A physical therapist, also referred to as PT, is a health care professional that uses evidence-based therapeutic interventions to diagnose, treat, and rehabilitate people with physical disabilities or injuries This includes conditions arising from injury or surgery, chronic or acute pain, soft tissue injuries, cartilage damage, arthritis, gait disorders and physical impairments typically of musculoskeletal, cardiopulmonary, neurological and endocrinological origins. Their patients have difficulty with movement, pain, and functioning in their daily lives. Their patients could be recovering from sprains, strains, head or neck injuries, or conditions like arthritis, multiple sclerosis, spinal bifida, or cerebral palsy, just to name some examples. They could also be recovering from strokes, surgery, or amputations. Physical therapists work with them to restore the ability to move, to reduce pain and discomfort, and in some instances to prevent disability and loss of mobility.

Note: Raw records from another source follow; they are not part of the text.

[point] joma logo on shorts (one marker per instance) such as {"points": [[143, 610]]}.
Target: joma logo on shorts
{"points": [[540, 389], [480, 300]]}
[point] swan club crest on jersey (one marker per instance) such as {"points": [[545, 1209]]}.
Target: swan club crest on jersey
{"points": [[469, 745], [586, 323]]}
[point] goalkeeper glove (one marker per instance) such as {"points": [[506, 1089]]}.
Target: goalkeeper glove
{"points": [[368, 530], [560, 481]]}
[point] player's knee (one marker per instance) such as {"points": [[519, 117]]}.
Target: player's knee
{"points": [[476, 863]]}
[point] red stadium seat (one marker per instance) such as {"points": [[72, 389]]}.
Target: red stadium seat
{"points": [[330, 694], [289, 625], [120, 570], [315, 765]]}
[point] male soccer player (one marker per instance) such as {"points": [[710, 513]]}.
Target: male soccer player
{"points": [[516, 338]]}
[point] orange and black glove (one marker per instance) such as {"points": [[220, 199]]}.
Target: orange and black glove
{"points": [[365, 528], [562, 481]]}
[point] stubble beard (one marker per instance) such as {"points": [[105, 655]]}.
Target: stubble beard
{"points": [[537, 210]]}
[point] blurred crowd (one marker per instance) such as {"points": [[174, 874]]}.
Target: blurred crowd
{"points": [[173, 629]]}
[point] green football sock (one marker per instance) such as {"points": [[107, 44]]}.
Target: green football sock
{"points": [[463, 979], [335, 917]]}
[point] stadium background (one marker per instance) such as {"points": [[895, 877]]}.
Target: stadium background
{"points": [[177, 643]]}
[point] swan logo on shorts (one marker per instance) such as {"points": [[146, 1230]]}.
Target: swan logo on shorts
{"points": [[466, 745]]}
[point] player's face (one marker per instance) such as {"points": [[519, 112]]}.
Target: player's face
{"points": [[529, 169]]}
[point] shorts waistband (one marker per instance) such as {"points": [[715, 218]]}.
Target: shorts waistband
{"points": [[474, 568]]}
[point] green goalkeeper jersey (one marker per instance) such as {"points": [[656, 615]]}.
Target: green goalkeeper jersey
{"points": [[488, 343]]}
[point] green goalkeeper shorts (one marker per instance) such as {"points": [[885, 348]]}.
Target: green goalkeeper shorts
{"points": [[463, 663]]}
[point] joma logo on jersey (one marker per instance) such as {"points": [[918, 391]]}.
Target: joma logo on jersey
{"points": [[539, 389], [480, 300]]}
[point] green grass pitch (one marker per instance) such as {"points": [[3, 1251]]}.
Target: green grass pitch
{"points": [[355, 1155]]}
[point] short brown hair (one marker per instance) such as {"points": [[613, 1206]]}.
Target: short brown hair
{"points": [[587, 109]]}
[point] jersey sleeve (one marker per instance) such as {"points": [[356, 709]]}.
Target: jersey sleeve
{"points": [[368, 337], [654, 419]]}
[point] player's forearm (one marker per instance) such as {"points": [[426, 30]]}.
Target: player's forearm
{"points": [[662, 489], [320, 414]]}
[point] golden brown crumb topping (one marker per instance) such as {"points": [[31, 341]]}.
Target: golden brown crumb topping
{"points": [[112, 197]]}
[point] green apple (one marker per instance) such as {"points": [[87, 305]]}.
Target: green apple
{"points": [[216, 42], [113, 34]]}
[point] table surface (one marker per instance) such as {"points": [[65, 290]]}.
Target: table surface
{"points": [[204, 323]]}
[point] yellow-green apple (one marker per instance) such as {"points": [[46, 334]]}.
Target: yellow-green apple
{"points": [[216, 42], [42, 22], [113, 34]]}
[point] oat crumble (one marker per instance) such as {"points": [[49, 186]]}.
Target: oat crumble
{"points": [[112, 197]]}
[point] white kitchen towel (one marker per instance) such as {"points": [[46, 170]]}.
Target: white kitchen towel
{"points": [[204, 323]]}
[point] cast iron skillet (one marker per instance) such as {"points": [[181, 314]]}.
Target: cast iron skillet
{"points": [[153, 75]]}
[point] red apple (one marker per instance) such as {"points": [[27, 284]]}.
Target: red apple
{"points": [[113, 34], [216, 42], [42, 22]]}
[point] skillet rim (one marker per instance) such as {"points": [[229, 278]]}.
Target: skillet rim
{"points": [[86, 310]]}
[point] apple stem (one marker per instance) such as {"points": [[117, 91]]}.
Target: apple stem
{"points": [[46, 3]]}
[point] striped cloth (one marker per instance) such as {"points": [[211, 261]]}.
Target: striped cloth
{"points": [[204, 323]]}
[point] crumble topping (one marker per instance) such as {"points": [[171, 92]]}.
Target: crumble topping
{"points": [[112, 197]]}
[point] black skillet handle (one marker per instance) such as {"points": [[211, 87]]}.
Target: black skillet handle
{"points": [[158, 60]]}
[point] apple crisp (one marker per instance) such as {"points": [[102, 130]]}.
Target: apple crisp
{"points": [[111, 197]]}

Most PTs work in hospitals or in other health care offices, but they can also work in nursing homes, outpatient clinics, or in private practices. They work with patients of all ages. The physical therapist evaluates their patients’ movement dysfunction, and devises a treatment plan to help them. Their work primarily makes use of therapeutic training and exercise, and sometimes uses special equipment. They work with a team of PTs or physical therapist assistants, and often worth with other professionals, like nurses, social workers, occupational therapists, physicians, or other specialists that the particular patient may need.
Physical Therapists must earn a doctoral degree in physical therapy. Most PT schools require applicants to have a four-year college degree program before beginning their PT training. PT schools require specific pre-requisite courses to be completed with good grades, and successful applicants can demonstrate skills and knowledge developed outside of the classroom.
Our pre-health professional program is structured to ensure that students obtain critical skills to achieve admission to PT school.
A strong pre-health professions program, like Benedictine’s, ensures that you meet all of the requirements for admission to PT school. PT school is a competitive environment that requires planning and preparation in a variety of areas. Benedictine University enjoys an unparalleled history of experience guiding students to successful careers in physical therapy.
Physical therapy schools typically do not require that you study a specific academic major. Many students choose Health Science or Biology because there is significant overlap of major courses and premed prerequisites. However, we recommend that if you have a passion in another area, you can and should major in that area. Graduates who do this find they can incorporate this area of passion into their professional life for a more satisfying career. You can enter Benedictine University with a specific profession in mind, or without immediately declaring a field of specialization and be assured that you can begin course work needed by all medical professional programs. Our expert pre-health profession advisor will help you understand and choose courses that are required for entry into the physical therapy schools of your choice. Academic preparation needed for a many careers in medical and healthcare science professions integrate readily with majors in the College of Science and others.